Can a Healthy Lifestyle Still Damage Your Ears?

Grandma and grandson are cooking healthy food together in the kitchen to prevent hearing loss.

It’s not always straight forward to make healthy decisions. Usually our hesitation can be conquered if we remind ourselves what is good for us. But what if some of the things you’ve been doing for your health are harming your hearing? Actually it’s more common than you would suspect.

Day To Day Health Practices

When you go out, you want people to notice how good you appear, and how well you take care of yourself. Combing your hair, brushing your teeth, and usually cleaning your ears is, for most, a typical practice.

With time an annoying trickle of a small amount of earwax can build up. Earwax does have several necessary uses, in spite of that, it does need to be cleared now and then. The risk of hearing harm doesn’t come from eliminating the earwax, but instead, from the approach you use to remove it.

Cotton swabs can be harmful and should not be used at all.
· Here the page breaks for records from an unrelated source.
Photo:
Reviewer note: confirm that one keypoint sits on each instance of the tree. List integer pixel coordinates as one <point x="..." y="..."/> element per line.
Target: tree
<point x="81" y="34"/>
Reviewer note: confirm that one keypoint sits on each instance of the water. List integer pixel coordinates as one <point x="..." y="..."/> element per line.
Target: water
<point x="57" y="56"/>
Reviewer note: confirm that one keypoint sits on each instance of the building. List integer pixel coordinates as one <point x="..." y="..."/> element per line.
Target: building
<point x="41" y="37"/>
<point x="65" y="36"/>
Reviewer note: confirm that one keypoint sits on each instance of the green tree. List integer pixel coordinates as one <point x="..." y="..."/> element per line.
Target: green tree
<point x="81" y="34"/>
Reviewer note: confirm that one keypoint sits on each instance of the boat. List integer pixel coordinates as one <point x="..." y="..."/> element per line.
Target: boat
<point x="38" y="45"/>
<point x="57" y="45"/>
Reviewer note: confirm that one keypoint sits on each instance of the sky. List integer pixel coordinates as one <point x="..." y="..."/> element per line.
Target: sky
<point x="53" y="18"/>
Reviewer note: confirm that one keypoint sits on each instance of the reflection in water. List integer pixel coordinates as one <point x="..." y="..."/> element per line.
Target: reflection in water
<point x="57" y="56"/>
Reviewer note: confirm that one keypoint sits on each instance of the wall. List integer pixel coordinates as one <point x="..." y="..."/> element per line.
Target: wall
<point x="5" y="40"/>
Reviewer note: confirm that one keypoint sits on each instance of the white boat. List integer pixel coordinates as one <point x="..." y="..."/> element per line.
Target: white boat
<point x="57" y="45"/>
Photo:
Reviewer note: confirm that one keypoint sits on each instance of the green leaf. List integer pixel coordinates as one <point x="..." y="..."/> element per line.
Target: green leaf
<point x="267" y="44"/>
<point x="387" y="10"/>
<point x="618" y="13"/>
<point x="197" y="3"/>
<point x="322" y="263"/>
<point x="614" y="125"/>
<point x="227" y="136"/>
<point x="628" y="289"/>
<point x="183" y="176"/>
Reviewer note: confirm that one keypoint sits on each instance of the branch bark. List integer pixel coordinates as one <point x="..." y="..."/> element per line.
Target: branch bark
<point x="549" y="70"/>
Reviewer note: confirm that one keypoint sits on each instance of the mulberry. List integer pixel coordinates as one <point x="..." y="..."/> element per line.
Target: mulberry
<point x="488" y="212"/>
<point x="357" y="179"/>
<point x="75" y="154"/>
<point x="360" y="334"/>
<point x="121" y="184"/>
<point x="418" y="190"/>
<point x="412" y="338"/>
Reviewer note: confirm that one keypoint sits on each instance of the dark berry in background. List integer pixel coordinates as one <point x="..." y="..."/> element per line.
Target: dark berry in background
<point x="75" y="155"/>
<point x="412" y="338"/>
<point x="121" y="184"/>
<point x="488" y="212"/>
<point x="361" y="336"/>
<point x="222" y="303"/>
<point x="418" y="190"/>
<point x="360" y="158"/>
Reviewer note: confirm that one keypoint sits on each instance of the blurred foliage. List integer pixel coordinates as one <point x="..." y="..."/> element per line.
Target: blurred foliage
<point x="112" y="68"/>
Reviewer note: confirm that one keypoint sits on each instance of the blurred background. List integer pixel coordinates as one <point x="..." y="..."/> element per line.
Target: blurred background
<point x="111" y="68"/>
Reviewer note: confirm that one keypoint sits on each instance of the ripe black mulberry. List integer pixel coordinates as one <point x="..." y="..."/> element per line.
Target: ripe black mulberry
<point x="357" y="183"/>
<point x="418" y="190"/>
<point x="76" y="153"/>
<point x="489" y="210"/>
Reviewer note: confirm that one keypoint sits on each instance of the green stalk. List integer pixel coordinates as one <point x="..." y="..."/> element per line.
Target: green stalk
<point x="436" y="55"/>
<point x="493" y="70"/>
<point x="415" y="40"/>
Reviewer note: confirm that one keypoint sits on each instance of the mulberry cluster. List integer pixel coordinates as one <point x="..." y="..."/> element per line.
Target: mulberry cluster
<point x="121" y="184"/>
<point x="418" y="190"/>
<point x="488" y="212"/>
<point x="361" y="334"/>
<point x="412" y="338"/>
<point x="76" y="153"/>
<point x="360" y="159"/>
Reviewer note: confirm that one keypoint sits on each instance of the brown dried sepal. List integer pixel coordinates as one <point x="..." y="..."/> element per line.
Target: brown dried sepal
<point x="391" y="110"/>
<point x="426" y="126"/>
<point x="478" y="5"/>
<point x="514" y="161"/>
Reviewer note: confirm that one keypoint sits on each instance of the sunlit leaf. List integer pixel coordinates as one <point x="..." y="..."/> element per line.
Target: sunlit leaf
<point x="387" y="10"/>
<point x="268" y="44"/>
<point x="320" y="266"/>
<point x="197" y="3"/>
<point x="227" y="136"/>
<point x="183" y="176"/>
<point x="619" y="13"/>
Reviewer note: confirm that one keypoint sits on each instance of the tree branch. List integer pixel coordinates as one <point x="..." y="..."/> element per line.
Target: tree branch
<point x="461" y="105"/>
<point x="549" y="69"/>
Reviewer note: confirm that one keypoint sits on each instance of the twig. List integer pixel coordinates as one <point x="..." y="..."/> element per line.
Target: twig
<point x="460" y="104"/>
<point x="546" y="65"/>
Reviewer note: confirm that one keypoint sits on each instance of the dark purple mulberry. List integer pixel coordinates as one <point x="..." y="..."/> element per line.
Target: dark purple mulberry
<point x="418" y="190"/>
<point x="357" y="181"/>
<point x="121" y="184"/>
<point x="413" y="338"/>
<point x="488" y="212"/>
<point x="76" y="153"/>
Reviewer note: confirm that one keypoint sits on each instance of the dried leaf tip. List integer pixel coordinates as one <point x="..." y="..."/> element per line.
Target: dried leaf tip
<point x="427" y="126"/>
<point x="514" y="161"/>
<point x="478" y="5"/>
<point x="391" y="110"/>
Getting rid of your earwax with a cotton swab can cause permanent harm to your ears and hearing. The better choice would be to consult a hearing specialist for help. Cleaning out Earwax is a standard process for them.

Your Exercise Procedures

Part of looking good is feeling good, and what better way to do that than to stay in shape? Working out can help get your blood flowing, relax your muscles, help you lose weight and clear your mind, all of which are great for your hearing. The concern stems from improperly performed workouts.

Physical fitness trends are moving toward high-impact workouts that test your endurance. Exercises intended to build muscle may actually stress your ears. You might not even notice it at first, but that stress can cause pressure to build up in your ears. Resulting in balance and hearing concerns.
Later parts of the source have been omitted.